Once the aorta is seen, slowly withdraw the scope while maintaining a clockwise torque until the pancreas head comes into view. Along with the pancreas head, the uncinate process and mesenteric vessels (SMV is closer to the transducer) can also be seen. On further withdrawal and clockwise rotation, the CBD and PD will be seen joining the ampulla. At the ampullary level, release the big knob, and instill some water to push away the ampulla. This is to ensure that small stones or lesions at the ampulla are not missed. At the ampullary level, if either of the ducts is not visualized, slight maneuvering of the scope is required. When CBD is visualized, a slight clockwise rotation is required to see the PD. Conversely, when PD is visualized, minimal anticlockwise rotation should be done to visualize the CBD ([Fig. 13]).[12] [17]
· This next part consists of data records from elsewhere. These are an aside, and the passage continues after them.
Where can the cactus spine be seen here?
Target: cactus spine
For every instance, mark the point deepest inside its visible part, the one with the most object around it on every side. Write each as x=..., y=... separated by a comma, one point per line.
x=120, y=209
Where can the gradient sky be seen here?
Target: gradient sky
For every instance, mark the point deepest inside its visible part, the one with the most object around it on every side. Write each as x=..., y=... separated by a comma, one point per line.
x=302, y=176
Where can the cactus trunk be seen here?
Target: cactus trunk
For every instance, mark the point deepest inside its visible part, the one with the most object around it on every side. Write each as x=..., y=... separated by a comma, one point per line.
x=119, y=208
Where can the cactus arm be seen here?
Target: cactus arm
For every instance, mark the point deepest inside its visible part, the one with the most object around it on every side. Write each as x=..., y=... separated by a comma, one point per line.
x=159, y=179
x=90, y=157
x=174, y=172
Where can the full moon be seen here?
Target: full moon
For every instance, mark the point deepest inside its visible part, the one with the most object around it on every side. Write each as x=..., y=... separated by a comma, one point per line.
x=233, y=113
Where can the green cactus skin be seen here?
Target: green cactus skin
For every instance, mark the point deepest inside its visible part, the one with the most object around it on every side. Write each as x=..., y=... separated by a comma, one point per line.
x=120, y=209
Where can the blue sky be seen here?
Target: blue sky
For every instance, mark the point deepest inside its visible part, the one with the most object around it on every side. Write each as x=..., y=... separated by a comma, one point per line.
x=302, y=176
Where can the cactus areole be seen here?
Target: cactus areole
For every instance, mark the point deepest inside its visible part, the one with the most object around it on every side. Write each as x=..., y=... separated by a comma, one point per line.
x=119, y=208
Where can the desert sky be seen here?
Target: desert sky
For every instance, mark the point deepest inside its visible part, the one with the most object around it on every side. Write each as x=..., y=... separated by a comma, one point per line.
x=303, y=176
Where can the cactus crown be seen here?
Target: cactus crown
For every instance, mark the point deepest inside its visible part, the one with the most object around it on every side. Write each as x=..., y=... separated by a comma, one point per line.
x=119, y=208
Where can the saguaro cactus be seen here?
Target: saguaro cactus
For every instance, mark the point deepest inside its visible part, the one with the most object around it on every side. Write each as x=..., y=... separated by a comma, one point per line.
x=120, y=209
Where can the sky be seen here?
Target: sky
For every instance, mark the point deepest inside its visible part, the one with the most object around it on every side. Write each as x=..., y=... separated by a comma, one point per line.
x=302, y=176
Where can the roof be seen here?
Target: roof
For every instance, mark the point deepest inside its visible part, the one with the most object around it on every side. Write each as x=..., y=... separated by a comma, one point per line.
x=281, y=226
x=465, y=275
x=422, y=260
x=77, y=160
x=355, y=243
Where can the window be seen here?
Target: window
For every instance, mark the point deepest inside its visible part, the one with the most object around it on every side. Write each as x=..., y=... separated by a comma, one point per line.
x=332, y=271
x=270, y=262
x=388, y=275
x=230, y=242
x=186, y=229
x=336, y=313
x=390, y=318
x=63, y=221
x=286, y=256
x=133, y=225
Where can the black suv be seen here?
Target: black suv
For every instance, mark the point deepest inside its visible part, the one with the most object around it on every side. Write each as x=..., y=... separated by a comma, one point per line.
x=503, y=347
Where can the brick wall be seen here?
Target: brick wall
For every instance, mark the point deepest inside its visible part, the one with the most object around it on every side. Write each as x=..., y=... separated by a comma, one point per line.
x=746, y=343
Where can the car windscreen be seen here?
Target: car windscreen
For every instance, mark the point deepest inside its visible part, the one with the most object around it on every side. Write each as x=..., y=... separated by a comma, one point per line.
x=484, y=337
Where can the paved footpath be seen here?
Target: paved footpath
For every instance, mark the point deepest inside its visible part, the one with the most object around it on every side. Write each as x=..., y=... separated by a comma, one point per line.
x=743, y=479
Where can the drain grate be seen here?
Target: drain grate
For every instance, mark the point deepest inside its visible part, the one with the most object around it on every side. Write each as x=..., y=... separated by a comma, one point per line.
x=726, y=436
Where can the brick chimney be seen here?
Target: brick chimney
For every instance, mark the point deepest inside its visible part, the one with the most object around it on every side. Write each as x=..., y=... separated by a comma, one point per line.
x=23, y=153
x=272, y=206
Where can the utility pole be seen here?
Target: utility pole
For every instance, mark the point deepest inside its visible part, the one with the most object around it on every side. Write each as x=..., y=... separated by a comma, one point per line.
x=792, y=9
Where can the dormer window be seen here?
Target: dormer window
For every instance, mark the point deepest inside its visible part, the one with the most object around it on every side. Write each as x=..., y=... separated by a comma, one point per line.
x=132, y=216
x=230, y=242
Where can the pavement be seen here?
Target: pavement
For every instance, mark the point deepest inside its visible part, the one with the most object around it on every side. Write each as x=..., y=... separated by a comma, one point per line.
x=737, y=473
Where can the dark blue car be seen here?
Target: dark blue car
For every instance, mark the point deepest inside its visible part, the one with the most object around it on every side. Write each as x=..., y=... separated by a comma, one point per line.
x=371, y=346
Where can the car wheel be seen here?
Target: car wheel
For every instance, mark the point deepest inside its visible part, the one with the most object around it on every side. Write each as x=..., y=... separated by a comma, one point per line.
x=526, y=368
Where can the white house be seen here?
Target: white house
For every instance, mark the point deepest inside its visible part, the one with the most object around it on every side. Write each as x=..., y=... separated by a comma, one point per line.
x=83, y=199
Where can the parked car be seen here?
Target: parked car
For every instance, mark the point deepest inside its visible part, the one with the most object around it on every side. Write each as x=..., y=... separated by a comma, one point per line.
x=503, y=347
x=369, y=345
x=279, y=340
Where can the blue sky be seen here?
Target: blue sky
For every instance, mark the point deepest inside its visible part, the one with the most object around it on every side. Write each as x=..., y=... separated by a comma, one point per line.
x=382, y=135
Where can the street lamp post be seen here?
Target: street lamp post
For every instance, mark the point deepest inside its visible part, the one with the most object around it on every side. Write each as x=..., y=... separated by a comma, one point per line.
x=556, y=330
From the ampulla, the PD and CBD can be traced until the pancreas body and liver hilum, respectively. To trace the PD from the ampulla, gently withdraw the scope while maintaining a clockwise torque. During this maneuver, the scope may slip into the stomach and directly lie on the genu/body of the pancreas. This allows tracing of the PD from the ampulla to the body of the pancreas. The inability to trace the PD from the major papilla to the pancreatic body is also suggestive of pancreas divisum.[14] A similar maneuver is performed to trace the CBD from the ampulla to the liver hilum, but with an anticlockwise torque.
Understanding the orientation from the descending duodenum can be difficult, and stabilizing the scope can be quite challenging at first. Therefore, it is advisable to learn this station once you feel confident in other station examinations.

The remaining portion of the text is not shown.